There was yet another wrinkle in the shape of racial views at the time. Ohio’s Stark County Democrat declared, “If Mr. Turner’s [meaning Taylor’s] colored brethren don’t stand by the National Liberty Party better than they stood by the Negro Protective Party in Ohio some years ago, he will scarcely get a thousand votes in the United States.”23 Getting Taylor’s name wrong was most likely an honest mistake, and “colored brethren” may or may not have been intended to convey ridicule. But predicting the number of votes Taylor turned out to be spot on, given that some 13,500,000 votes were cast in that year’s presidential election. Taylor received approximately 2,000 votes—a difference of less than .001 percent from that newspaper’s prediction.24
“George E. Taylor, candidate of the National Liberty Party for president in the past campaign, has announced his intention to try again. Nailed the ‘colors’ to the mast, as it were,” Iowa’s Times-Republican punned shortly after the election.25 But it was not to be. The National Liberty Party collapsed and disappeared.

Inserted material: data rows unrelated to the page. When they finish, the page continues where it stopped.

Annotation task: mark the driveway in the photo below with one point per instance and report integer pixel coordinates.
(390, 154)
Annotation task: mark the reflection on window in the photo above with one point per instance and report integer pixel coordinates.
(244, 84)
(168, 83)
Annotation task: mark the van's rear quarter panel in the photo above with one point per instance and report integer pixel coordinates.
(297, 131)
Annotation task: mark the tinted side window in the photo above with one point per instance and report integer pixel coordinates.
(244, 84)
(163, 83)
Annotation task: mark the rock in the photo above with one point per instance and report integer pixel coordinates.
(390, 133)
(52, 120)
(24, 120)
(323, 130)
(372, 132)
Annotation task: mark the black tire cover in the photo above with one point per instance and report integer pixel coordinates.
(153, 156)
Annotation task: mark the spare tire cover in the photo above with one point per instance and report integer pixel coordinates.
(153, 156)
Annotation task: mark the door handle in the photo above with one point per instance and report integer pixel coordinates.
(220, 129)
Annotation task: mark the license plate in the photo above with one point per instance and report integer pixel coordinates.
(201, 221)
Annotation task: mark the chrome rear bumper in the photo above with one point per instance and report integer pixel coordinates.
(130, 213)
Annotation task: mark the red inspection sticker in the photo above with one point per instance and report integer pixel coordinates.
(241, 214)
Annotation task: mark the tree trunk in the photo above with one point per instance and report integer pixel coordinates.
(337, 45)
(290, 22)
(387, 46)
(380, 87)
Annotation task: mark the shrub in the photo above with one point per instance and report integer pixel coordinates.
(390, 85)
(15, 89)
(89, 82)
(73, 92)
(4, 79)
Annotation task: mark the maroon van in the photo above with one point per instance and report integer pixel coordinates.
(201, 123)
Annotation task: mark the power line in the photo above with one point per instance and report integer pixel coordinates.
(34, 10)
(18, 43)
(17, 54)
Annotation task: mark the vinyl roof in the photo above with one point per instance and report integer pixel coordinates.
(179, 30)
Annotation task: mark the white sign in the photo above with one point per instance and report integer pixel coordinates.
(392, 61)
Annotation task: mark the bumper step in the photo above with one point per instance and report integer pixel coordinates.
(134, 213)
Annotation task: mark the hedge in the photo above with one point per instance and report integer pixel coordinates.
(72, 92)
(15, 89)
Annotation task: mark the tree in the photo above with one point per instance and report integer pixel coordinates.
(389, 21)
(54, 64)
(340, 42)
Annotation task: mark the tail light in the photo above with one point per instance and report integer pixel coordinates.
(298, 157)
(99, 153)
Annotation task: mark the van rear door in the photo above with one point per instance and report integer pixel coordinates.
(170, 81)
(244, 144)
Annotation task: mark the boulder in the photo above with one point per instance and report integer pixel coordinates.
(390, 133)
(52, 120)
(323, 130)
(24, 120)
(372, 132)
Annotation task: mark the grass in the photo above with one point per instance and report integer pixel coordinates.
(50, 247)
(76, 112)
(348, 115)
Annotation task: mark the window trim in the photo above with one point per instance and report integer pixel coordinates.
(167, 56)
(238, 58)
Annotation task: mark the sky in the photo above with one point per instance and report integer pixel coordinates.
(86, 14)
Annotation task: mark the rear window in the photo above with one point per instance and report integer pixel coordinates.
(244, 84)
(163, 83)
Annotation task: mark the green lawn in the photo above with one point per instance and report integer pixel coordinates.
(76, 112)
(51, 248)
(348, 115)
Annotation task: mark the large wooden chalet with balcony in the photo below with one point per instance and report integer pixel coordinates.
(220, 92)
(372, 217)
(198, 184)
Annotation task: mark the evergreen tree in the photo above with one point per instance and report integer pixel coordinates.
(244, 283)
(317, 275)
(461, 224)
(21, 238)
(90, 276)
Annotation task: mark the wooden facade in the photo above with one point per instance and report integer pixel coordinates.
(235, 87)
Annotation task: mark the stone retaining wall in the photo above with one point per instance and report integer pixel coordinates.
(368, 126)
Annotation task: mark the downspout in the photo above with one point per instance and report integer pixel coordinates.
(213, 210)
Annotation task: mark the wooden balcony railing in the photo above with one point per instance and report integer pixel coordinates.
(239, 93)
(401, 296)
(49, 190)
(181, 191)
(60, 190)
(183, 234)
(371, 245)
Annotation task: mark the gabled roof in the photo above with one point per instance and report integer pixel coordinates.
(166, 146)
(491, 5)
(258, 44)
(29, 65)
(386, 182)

In time Ottumwa’s unit of the Democratic Party accepted Taylor back, and in return for his efforts on behalf of the party’s gubernatorial candidate in 1907, he was provided with the salary—and job, ostensibly, given that he was now fifty years old—of a police officer.26 In response to which, the season was opened for ridicule. “From nominee for the office of president of the United States to night policeman in Smoky Row, in the ‘red light’ district, Ottumwa, is the unique change which time has wrought for George E. Taylor,” Iowa’s Oxford Mirror reported. But the news was not confined to Taylor’s home state; articles appeared in papers ranging from North Dakota’s Bismarck Daily Tribune to the Washington Post—that seemingly even-keeled news vessel telling its readers, “Ottumwa [Iowa] enjoys the distinction of having as a member of its police force a man who, during the last national campaign, made the race for the office of President of the United States. George E. Taylor, who was nominated for President by the National Liberty Party . . . has just been appointed to the position of night patrolman by Mayor-elect T. J. Phillips. . . . The Liberty Party is composed of colored voters.”27
Was it because Taylor was African American that newspapers across the nation, including the Washington Post, chimed in on this incident of small-town graft? You decide.
Indeed “you decide” was the underlying dynamic in much of the racist ridicule aimed at Taylor and the National Liberty Party. After all, African Americans have never been the only ones victimized by an absence of key details in press attacks. Nor have they ever been the only object of the adjective “objectionable.” And, theoretically at least, literacy tests and other requirements for voting did not only apply to them. Likewise laws regarding a disorderly place. Nor, to take the flip-side from a contemporary example, does the right to carry a firearm in public theoretically apply only to whites. But would you want to be a law-abiding black man with a gun holstered to your hip?
In Taylor’s candidacy we see how the shape of racial views in his era bore more facets than we may have thought. In addition it brings greater perspective and more dimensions to the changes that led to the election of Barack Obama as president of the United States. Yet it also brings very clearly into view an aspect of racism that has not changed: the use of camouflage that hides prejudice in ways that say You decide.